За стѣнами этого монастыря была сосновая роща, отжившая вмѣстѣ съ отцами нашими, но остатки пней о–сю–пору покрываютъ неровную мѣстность. Это не тотъ боръ однакоже, который, еще до построенiя монастыря, служилъ мѣстомъ соколиной охоты для устюжскихъ баскаковъ; есть напротивъ любопытное и правдоподобное преданiе, которое объясняетъ намъ, откуда взялся на этомъ мѣстѣ небольшой сосновый борокъ, коего пни доказываютъ и нынѣ, что деревья стояли довольно рѣдко и притомъ большею частiю на небольшихъ буграхъ или насыпяхъ.
На этомъ мѣстѣ было встарину, въ теченiе многихъ вѣковъ, покоище, т. е. тутъ погребали умершихъ безъ покаянiя, скоропостижною смертiю, погибшихъ несчастными случаями и самоубiйцъ. Для этого здѣсь становилась скудельня, родъ часовни и упокойнаго дома, подъ которымъ вырывалась одна общая большая могила, гдѣ ставились всѣ, кому суждено было въ теченiе того года лежать не на кладбище, а на покоищѣ, и быть погребеннымъ безъ отпѣванiя. Но человѣколюбiе и христiанское примиренiе не лишало и этихъ отверженныхъ части благодатныхъ обрядовъ своихъ, совершая ихъ къ утѣшенiю родственниковъ и ближнихъ одинъ разъ въ году, въ видѣ общаго поминовенiя. Тогда на покоищѣ этомъ дѣлался крестный ходъ, въ которомъ участвовалъ самъ преосвященный со всѣмъ духовенствомъ, и надъ общей могилой отправлялась панихида. Это дѣлалось именно въ день семика. Приходскiе священники по просьбѣ мiрянъ отправляли, послѣ общей панихиды, частныя. Отъ этого произошло здѣсь обыкновенiе посѣщать въ Семикъ кладбище. По окончанiи панихидъ, скудельня переносилась по близости на новое мѣсто, для приготовленiя другаго зимовища, какъ называли эту общую могилу, а старая зарывалась, на ней насыпался небольшой курганъ, и вмѣсто креста или инаго памятника, который вообще у насъ не заведено ставить надъ могилами безъ покаянiя умершихъ, здѣсь бывала посажена молодая сосна. Вотъ происхожденiе бывшей монастырской рощи. Время изводитъ все; въ могилахъ остались однѣ полуистлѣвшiя кости, а на могилахъ дуплястые пни, которыхъ вскорѣ не будетъ вовсе.

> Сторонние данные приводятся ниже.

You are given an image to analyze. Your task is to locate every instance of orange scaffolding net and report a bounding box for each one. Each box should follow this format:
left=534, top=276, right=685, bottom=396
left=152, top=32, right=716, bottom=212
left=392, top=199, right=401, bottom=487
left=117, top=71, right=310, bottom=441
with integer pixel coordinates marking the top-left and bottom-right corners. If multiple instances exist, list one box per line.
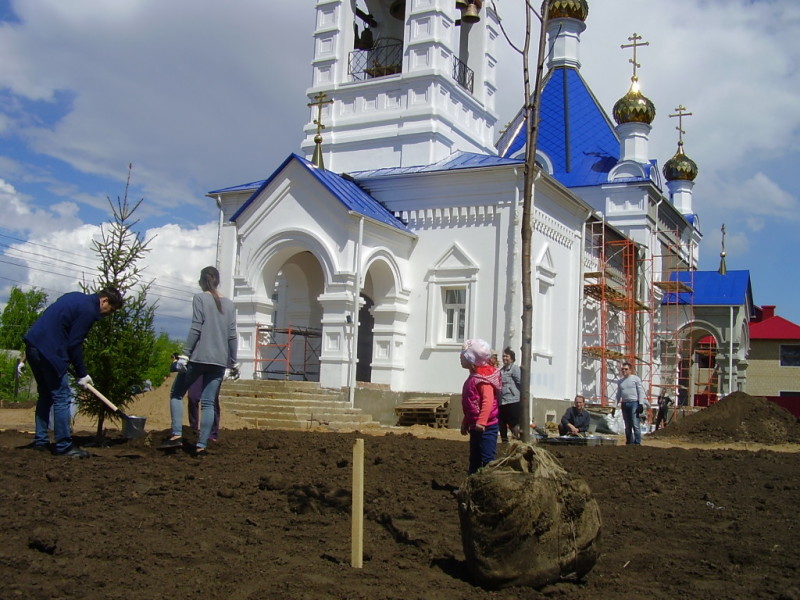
left=254, top=325, right=322, bottom=381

Есть преданiе, что когда въ Устюгѣ свирѣпствовалъ моръ, подъ названiемъ Черной смерти, гдѣ болѣзнь обнаруживалась черными болячками по тѣлу, то многiе изъ жителей, коль скоро только черная немочь на нихъ обнаруживалась, сами уходили за городъ въ скудельню, и тамъ умирали. – Всѣ знали, что спасенiя отъ этой болѣзни не было, что она заразительна и легко передавалась отъ одного человѣка другимъ, и народъ, покоряясь этому бичу небесъ, шелъ въ скудельню, и такъ сказать заживо самъ ложился въ могилу свою. Полагаютъ, что это было поводомъ къ основанiю скудельни, которая впослѣдствiи обратилась въ покоище для умершихъ безъ совершенiя надъ ними таинства и христiанскихъ обрядовъ.
Кромѣ этого общаго зимовища на томъ же мѣстѣ было много могилъ одиночныхъ или семейныхъ, если цѣлое семейство погибало внезапно отъ какого либо несчастнаго случая. Такъ, напримѣръ, преданiе о Заумаркиной могилѣ еще свѣжо; на нее укажетъ вамъ каждый устюжанинъ, и пень сосны, посаженной по тогдашнему обычаю на небольшую насыпь, составляетъ одну изъ примѣтъ ея. Вотъ что разсказываютъ объ этой могилѣ:
Жилъ–былъ устюжанинъ по прозванiю Заумарко, житель такъ называемой здѣсь горы, человѣкъ пьяный и буйный. Никакiя увѣщанiя родственниковъ не могли его исправить, ни даже склонить малѣйше къ обузданiю себя: онъ пьяный страшно мстилъ всякому, кто ему трезвому дѣлалъ упреки или читалъ наставленiя, стараясь пробудить въ немъ совѣсть. Такимъ образомъ всѣ отъ него отступились, никто не хотѣлъ связываться съ Заумаркой, ни съ пьянымъ, ни съ трезвымъ, если только онъ бывалъ когда нибудь трезвъ: всякой обходилъ его встрѣчаясь съ нимъ на улицѣ, а черезъ порогъ къ нему не переступалъ никто.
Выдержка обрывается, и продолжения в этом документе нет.